Илья Маркин - Люди грозных лет
— И вы думаете, что ваше предложение о траншейной обороне это новое? — с иронией спросил Велигуров.
— Это не мое предложение, это то, что уже вошло в жизнь, применяется на фронте.
— Да вы, голубок, с этими траншеями назад тянете, к первой мировой войне. Там как раз траншея-то и задавила все. Почему первая мировая война зашла в позиционный тупик? А? Почему? Не потому ли, что все залезли в траншеи и решили там отсиживаться?
— Нет, не потому!
— А почему же?
— Причин для этого много, и главное — экономические возможности.
— Это, голубок, прописные истины. Сейчас ты скажешь, что средства обороны оказались сильнее средств наступления. Это правильно. А вот почему так получилось?
— В частности, из-за косности взглядов многих военных деятелей. Из-за того, что опыт войны не учли вовремя, новое не поддержали, не дали развиться, окрепнуть и стать решающей силой. Немцы, например, танки так и не признали до конца войны. А сейчас мы видим, что танки — страшная сила.
— Вот что, — взглянув на часы, не допускающим возражения тоном сказал Велигуров, — времени у нас для диспутов нет. Воевать нужно, а не спорить. Доклад ваш я не одобряю. Если он вам дорог, сберегите его на память, а посылать Васильеву запрещаю.
— Как запрещаете? — прошептал Бочаров.
— Очень просто. Я в корне не согласен с тем, что написано тут.
— А я отвечаю за каждую букву! — стараясь быть спокойным, решительно сказал Бочаров, но, сказав, почувствовал, что получилось это резко, и уже мягче, уговаривая Велигурова, продолжал: — Товарищ генерал, мы не имеем права молчать. Это молчание стоит крови. Я своими глазами видел, что многие у нас еще не отрешились от практики гражданской войны. Она не мало дала для нашего военного искусства, но многие положения устарели, они мешают, тормозят дело.
— Ну, голубок, о гражданской войне не вам судить, — перебил Велигуров, — вы были от горшка два вершка, когда мы этот опыт добывали. Он крови нам стоил, и мы никому не позволим отбрасывать его.

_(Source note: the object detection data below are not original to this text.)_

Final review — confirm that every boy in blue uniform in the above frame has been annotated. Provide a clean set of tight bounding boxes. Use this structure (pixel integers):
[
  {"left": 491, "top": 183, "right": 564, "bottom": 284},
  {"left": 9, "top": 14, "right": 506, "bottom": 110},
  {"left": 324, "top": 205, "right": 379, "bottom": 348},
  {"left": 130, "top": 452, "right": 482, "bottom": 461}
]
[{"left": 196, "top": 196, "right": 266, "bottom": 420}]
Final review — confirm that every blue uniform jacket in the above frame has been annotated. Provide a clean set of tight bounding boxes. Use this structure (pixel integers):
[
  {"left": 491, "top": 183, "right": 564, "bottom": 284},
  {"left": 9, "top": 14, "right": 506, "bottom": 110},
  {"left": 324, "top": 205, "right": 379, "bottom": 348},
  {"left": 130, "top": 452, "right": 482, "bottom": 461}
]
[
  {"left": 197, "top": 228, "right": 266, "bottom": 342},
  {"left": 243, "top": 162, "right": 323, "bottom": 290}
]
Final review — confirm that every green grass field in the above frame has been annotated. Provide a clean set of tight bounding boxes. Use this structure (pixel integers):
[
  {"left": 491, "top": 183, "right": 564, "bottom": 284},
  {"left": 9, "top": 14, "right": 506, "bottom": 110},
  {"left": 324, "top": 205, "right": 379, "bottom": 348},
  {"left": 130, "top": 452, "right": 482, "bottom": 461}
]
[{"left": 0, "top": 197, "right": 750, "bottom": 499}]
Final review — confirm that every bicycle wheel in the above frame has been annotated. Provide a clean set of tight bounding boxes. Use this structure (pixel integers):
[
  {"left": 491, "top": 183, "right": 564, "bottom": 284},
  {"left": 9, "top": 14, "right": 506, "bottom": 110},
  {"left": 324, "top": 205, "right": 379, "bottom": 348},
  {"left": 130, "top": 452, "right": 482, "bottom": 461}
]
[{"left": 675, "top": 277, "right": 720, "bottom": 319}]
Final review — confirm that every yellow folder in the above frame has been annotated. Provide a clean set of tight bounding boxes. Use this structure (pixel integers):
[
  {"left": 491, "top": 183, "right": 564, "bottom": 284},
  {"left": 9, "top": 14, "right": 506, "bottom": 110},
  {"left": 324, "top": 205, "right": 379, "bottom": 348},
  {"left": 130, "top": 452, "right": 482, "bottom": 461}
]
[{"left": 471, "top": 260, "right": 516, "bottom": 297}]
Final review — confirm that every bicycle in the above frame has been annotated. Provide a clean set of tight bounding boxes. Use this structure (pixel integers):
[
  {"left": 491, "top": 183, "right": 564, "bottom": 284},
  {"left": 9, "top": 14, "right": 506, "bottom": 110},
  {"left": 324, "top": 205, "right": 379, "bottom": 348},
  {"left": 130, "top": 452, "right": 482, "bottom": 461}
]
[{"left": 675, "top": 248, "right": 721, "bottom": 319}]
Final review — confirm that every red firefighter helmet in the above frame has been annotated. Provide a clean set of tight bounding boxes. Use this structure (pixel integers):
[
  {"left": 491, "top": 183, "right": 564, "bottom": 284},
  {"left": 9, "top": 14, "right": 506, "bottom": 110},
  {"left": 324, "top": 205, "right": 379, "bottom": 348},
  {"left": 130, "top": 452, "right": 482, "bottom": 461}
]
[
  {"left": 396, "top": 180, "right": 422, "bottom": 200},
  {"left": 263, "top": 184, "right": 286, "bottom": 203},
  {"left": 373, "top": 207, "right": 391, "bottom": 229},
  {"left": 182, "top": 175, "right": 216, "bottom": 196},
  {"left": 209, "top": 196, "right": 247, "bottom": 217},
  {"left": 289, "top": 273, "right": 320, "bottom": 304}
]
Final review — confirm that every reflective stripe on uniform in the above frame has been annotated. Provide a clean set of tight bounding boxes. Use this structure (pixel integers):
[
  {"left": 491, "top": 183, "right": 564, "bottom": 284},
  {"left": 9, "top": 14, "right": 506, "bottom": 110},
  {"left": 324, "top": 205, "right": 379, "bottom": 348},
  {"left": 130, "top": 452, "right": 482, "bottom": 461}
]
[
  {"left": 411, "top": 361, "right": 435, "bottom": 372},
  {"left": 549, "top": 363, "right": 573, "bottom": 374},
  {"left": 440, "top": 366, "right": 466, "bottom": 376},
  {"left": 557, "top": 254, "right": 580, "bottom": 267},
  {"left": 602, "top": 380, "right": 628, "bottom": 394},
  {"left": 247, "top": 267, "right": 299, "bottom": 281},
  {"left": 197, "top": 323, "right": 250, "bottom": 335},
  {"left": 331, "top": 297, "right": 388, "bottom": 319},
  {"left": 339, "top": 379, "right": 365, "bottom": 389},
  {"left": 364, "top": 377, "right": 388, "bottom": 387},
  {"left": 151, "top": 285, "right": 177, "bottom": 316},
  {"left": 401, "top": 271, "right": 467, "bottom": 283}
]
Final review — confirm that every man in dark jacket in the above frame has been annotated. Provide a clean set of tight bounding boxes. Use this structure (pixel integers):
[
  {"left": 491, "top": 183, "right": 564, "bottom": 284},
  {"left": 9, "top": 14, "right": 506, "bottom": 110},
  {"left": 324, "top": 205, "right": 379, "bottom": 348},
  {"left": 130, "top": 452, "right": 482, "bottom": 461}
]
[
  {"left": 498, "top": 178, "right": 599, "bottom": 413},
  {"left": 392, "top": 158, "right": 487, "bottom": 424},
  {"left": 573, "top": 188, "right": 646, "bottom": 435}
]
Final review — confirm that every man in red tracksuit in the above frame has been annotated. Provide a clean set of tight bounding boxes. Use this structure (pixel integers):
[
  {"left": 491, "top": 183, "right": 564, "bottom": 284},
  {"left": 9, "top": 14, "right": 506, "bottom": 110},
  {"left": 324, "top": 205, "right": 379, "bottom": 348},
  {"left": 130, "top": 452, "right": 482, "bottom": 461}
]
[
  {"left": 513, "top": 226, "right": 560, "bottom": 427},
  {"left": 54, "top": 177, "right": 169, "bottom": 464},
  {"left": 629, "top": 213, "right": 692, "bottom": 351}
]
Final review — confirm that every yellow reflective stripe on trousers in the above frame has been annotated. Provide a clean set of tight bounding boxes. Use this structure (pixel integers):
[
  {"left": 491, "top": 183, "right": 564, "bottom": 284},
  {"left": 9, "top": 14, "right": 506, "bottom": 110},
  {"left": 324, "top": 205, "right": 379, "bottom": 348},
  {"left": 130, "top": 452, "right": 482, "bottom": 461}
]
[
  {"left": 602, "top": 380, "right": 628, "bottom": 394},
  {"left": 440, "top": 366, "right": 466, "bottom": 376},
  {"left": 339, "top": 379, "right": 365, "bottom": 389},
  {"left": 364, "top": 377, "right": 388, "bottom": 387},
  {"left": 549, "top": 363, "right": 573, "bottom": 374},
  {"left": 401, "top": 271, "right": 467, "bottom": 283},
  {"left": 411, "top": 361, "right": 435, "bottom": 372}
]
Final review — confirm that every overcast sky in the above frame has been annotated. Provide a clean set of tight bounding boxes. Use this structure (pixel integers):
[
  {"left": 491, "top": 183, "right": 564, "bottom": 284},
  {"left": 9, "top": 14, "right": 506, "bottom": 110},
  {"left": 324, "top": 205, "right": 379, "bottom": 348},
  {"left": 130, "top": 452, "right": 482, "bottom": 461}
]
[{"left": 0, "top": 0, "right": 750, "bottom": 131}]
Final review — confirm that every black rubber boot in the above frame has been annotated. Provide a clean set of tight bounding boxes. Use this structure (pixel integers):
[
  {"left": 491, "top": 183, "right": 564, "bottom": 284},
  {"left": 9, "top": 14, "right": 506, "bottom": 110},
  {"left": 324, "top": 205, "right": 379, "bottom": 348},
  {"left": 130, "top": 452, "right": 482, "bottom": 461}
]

— Но одна война никогда не бывает похожей на другую. Нельзя держаться на опыте старого, нужно вперед двигаться.
— А мы и двигаемся. И так двигаемся, что весь мир ахает.
— Да плохо мы двигаемся! Нам страна дала богатейшую технику, а мы еще не научились использовать ее как следует. У нас прекрасные воины, а ими еще плохо командуем.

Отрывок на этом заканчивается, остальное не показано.